MOOCs support inefficient learning…and that’s the point

With the shrill emphasis on standardized testing in K-12, some math educators are fighting back with innovative, hands-on learning for their students. Instead of providing equations for, say, calculating the hypotenuse of a bunch of right triangles with different base lengths, they have their students start with the object under consideration. Perhaps students measure a couple of triangles and talk about what they’ve found. Opponents to these constructivist methods scoff at the idea that students are supposed to “discover Pythagoras’ theorem on their own” by performing tests and measurements that will lead them to the same conclusion. As some of the criticisms of the Khan Academy note, efficiency of instruction does not necessarily lead to student learning. In fact, that efficiency may only promote the rote learning for tests that’s too prevalent.

I started thinking about this in the context of my last online course, run by George Siemens and Stephen Downes, which was a MOOC: a massive, open online course that in the past has literally registered more than one thousand students in one course. At first, I was irritated with the overwhelming amount of materials I had to go find: although the course started from a few readings each week, the point of the course was to find the blogs, posts, and tweets of other members as well as other materials around the same subjects. In this last iteration of the Connectivism and Connected Knowledge course, Siemens and Downes experimented with a decentralized structure. What this meant was that there was no “learning management system” in which assignments and grades were posted, readings were collected and housed, and discussions were threaded, nested, and archived. Instead, the content was aggregated with gRSShopper (a Downes’ invention) and then housed in people’s blogs, a Facebook group, Diigo, and other online applications.

It took a while to get used to, I’ll admit. And I was often frustrated at the lack of a sort of ongoing, regular discussion base that I had in graduate school, where each week you picked up where you left off the week before and you could see the knowledge growing in your community because somehow it was more contained, physically, in one small college town—it was a bit more visceral. In addition, because I am hyperstudent, I never felt in CCK11 like I had quite done enough, had read enough in the tucked-away blogs of my colleagues and related materials I tried to find on my own. My Moocolleagues (neologism alert!) also seemed more connected to each other and to other networks of learners, whereas I’m on my own in rural Ohio. By the end of the course, I felt a bit weary, and I was looking forward to my next course, more traditionally organized, housed in a learning management system, and holding only about 20 students. Its potential was more restful.

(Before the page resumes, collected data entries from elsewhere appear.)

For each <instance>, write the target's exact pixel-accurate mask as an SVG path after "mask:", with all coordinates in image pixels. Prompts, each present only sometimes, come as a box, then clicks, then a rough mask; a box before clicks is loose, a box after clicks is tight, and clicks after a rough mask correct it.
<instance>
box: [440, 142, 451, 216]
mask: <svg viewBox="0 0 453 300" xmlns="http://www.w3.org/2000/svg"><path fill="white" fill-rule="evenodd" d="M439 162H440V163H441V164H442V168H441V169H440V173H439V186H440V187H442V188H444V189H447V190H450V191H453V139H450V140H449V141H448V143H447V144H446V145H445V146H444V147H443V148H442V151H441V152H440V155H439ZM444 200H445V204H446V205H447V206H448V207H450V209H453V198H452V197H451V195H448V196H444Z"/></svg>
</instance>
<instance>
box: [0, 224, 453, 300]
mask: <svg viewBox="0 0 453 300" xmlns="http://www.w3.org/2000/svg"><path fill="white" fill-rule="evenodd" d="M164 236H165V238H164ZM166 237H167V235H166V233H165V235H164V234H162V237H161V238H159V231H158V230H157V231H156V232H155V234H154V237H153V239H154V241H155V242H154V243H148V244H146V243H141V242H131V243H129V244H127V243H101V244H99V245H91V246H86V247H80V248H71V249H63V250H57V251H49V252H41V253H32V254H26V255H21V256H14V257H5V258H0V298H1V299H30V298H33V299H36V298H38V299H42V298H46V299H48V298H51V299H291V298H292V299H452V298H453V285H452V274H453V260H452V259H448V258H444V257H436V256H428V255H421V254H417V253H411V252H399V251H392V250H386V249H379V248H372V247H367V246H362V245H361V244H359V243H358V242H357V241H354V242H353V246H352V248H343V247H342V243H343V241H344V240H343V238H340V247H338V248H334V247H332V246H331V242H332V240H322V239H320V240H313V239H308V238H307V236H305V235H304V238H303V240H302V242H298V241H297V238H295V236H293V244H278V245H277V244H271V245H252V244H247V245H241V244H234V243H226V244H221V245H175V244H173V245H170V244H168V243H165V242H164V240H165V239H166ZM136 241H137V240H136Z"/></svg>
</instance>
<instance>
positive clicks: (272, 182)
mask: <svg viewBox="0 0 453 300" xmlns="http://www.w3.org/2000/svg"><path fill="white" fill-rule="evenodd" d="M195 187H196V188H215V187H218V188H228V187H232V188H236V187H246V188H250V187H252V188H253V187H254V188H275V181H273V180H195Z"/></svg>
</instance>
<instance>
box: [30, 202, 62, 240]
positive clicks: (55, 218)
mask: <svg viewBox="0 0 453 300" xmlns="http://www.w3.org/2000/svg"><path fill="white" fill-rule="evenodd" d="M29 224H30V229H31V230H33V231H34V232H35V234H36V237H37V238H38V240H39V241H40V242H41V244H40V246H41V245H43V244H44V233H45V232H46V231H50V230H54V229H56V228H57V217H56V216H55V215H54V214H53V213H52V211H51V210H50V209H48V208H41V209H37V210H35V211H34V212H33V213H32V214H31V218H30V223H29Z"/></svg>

But now a funny thing’s happened: I miss CCK11. Although many times I felt disconnected and frustrated, I paradoxically felt more engaged then. I did more work, so I got more out of it, even though it was hard and sometimes tiresome.  Using connectivism as both its subject matter and its structure, the experience yanked me out of a comfortable identity called “student” and put me in some other role that I still don’t have a name for. It’s stuck with me, in other words, and I’m not the same—and isn’t that what learning is?

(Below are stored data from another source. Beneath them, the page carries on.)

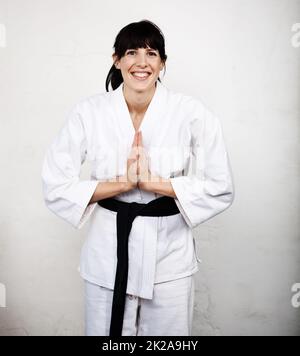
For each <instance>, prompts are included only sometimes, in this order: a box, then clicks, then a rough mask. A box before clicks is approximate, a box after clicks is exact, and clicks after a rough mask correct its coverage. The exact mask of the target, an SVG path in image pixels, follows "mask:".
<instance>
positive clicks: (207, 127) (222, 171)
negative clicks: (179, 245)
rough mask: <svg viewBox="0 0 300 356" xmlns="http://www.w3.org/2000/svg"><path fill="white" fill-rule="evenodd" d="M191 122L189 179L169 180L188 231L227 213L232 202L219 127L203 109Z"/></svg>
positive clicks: (225, 159) (176, 178) (207, 111)
mask: <svg viewBox="0 0 300 356" xmlns="http://www.w3.org/2000/svg"><path fill="white" fill-rule="evenodd" d="M197 112H198V113H197V115H196V116H197V117H196V118H194V119H193V120H191V123H190V133H191V152H192V157H193V162H194V165H193V172H192V174H191V175H189V176H188V175H186V176H179V177H174V178H171V179H170V181H171V184H172V187H173V189H174V192H175V194H176V197H177V198H175V202H176V204H177V206H178V209H179V211H180V212H181V214H182V215H183V217H184V219H185V221H186V223H187V224H188V225H189V227H191V228H194V227H196V226H198V225H199V224H201V223H203V222H205V221H207V220H208V219H211V218H212V217H214V216H215V215H217V214H219V213H221V212H222V211H224V210H225V209H227V208H228V207H229V206H230V205H231V204H232V202H233V199H234V186H233V178H232V170H231V166H230V162H229V158H228V154H227V150H226V147H225V142H224V138H223V132H222V127H221V123H220V121H219V119H218V117H217V116H215V115H214V114H213V113H212V112H211V111H210V110H208V109H206V108H205V107H202V109H201V110H199V111H198V110H197Z"/></svg>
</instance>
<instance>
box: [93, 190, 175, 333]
mask: <svg viewBox="0 0 300 356" xmlns="http://www.w3.org/2000/svg"><path fill="white" fill-rule="evenodd" d="M98 204H99V205H100V206H102V207H103V208H105V209H109V210H112V211H116V212H117V270H116V276H115V285H114V294H113V302H112V312H111V320H110V331H109V335H110V336H121V335H122V328H123V319H124V310H125V300H126V289H127V277H128V238H129V234H130V230H131V227H132V223H133V220H134V219H135V218H136V217H137V216H138V215H140V216H170V215H175V214H178V213H179V210H178V207H177V205H176V203H175V200H174V198H171V197H167V196H162V197H159V198H157V199H154V200H151V201H150V202H149V203H148V204H141V203H136V202H132V203H127V202H123V201H120V200H116V199H113V198H107V199H103V200H99V201H98Z"/></svg>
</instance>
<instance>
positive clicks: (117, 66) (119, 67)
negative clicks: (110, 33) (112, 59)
mask: <svg viewBox="0 0 300 356" xmlns="http://www.w3.org/2000/svg"><path fill="white" fill-rule="evenodd" d="M112 59H113V62H114V65H115V67H116V68H117V69H120V66H119V60H118V57H117V56H116V55H115V54H113V55H112Z"/></svg>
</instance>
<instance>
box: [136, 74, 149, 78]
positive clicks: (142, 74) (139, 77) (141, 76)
mask: <svg viewBox="0 0 300 356" xmlns="http://www.w3.org/2000/svg"><path fill="white" fill-rule="evenodd" d="M132 75H133V76H135V77H139V78H146V77H148V76H149V74H148V73H132Z"/></svg>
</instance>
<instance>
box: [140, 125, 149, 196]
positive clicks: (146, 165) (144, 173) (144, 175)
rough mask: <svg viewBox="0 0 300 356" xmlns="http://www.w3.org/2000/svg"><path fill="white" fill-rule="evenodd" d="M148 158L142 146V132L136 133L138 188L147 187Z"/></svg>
mask: <svg viewBox="0 0 300 356" xmlns="http://www.w3.org/2000/svg"><path fill="white" fill-rule="evenodd" d="M149 167H150V158H149V157H148V155H147V152H146V150H145V147H144V146H143V137H142V132H141V131H139V133H138V165H137V174H138V187H139V188H140V189H144V190H146V189H147V184H148V183H149V182H150V181H151V177H152V175H151V171H150V168H149Z"/></svg>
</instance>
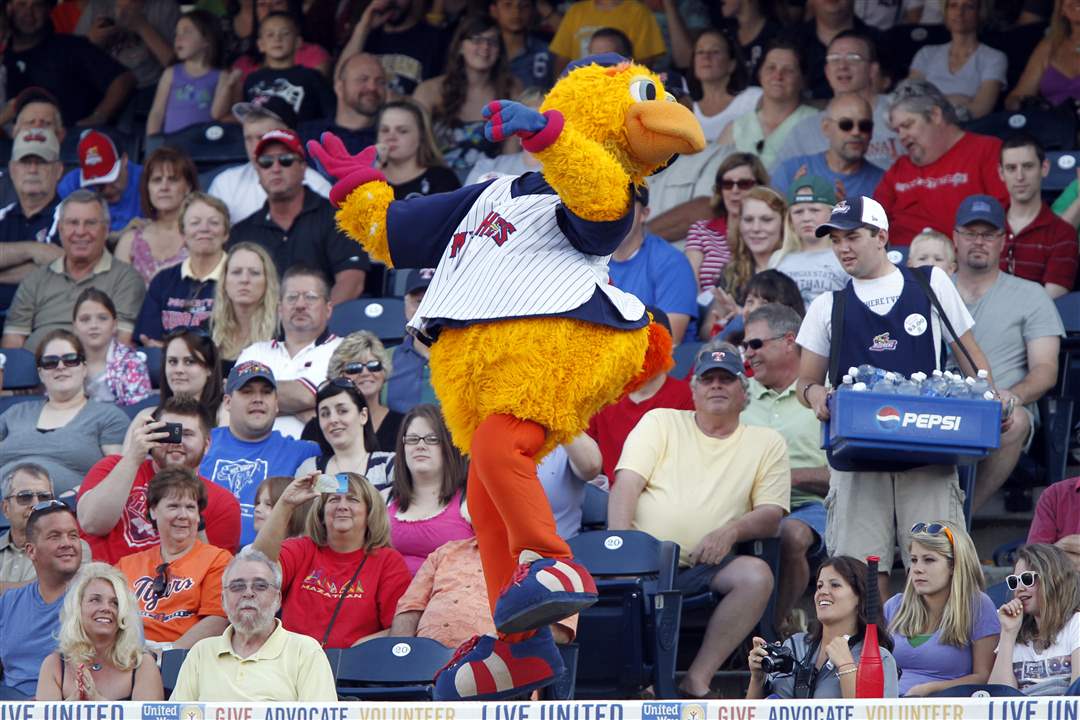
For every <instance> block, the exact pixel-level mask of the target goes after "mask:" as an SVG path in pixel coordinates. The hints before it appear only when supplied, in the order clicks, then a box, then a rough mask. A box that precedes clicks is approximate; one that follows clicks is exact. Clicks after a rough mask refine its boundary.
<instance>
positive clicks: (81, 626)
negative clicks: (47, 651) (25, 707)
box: [37, 562, 164, 701]
mask: <svg viewBox="0 0 1080 720" xmlns="http://www.w3.org/2000/svg"><path fill="white" fill-rule="evenodd" d="M140 626H141V623H140V621H139V617H138V613H137V611H136V609H135V598H134V597H133V596H132V593H131V590H130V589H129V588H127V579H126V578H124V575H123V573H122V572H120V571H119V570H117V569H116V568H113V567H112V566H110V565H108V563H106V562H91V563H90V565H85V566H83V567H82V569H80V570H79V572H78V574H77V575H76V576H75V579H73V580H72V581H71V585H70V587H68V592H67V596H65V598H64V607H63V608H62V609H60V629H59V638H58V642H57V650H56V652H54V653H53V654H51V655H49V657H46V658H45V662H44V663H42V665H41V673H40V674H39V676H38V694H37V699H39V701H129V699H135V701H160V699H163V698H164V691H163V690H162V687H161V674H160V673H159V671H158V665H157V663H156V662H154V658H153V655H151V654H150V653H148V652H145V651H144V650H143V637H141V635H140V633H139V628H140Z"/></svg>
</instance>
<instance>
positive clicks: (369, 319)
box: [329, 298, 405, 343]
mask: <svg viewBox="0 0 1080 720" xmlns="http://www.w3.org/2000/svg"><path fill="white" fill-rule="evenodd" d="M329 327H330V331H332V332H334V335H337V336H339V337H345V336H347V335H349V334H350V332H355V331H356V330H369V331H372V332H374V334H375V335H376V336H378V338H379V340H382V342H384V343H386V342H401V340H402V338H404V337H405V301H404V300H402V299H401V298H360V299H357V300H349V301H348V302H342V303H341V304H339V305H337V307H336V308H334V312H333V314H332V315H330V322H329Z"/></svg>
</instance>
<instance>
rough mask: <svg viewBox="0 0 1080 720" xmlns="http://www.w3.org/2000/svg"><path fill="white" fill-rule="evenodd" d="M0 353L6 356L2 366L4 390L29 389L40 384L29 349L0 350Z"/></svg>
mask: <svg viewBox="0 0 1080 720" xmlns="http://www.w3.org/2000/svg"><path fill="white" fill-rule="evenodd" d="M0 355H4V356H6V358H8V359H6V361H5V362H4V366H3V389H4V390H29V389H31V388H37V386H38V385H39V384H41V379H40V378H39V377H38V367H37V363H35V361H33V353H31V352H30V351H29V350H24V349H22V348H18V349H13V350H0Z"/></svg>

And learning is or should be inefficient. It’s when you struggle to make a WordPress widget work the way you want to (see www.dandydogohio.com’s slideshow for what cause me an hour’s annoyance) that you gain more understanding about PHP rather than just reading the For Dummies guide and following along. The fact is, my arrogant brain sometimes thinks that internalizing information is enough for me, as though if I read a Honda Repair Manual I could build a Civic in the backyard. That hands-on learning I advocate when it comes to K12 and postsecondary education?—yeah, I need it, too. Reading about something isn’t the same as learning: learning should be messy and should contain some moments you just want to go hire someone to do it for you. Reading about connectivism’s belief that learning is a network phenomenon is one thing; trying to form, navigate, traverse, talk about, and reflect upon the network while you’re swimming around in it is another (this may be connected to Siemens’ discussion of internalization/externalization).

Now I’ve signed up for two more MOOCs: one, called EduMOOC, starts next week through the University of Illinois, and the other will be “the mother of all MOOCs” from our friends Downes and Siemens with the addition of Dave Cormier (who makes the great MOOC videos). I’m bound to be, at times, really frustrated and uncertain. I might even gripe. I bet I learn.

Update 6/27: Dave Cormier’s blog post on MOOCs as ecologies.

4 thoughts on “MOOCs support inefficient learning…and that’s the point

  1. […] in her MOOC support inefficient learning and that’s the point highlights her feelings about MOOC, where overwhelming information and connections could be […]

  2. Love the title of your blog and your moocolleagues neologism. Thanks for relating your prior experiences in MOOCs. 🙂

  3. learn231 says:

    I could not agree more. I miss CCK11 as well. I have always had a strong belief that learning should be messy and should push you to “get involved”. I have not been brave enough [yet] to sign up for another MOOC…next year.

    Stu

  4. Sally Pardue says:

    Thanks for the reflections and sharing your frustration in navigating what you want and expect from a “learning” environment while dealing with what we need to remember our students deal with when faced with instructors who are removing the scaffolding that they are so comfortable with and unsure of how to build on their own.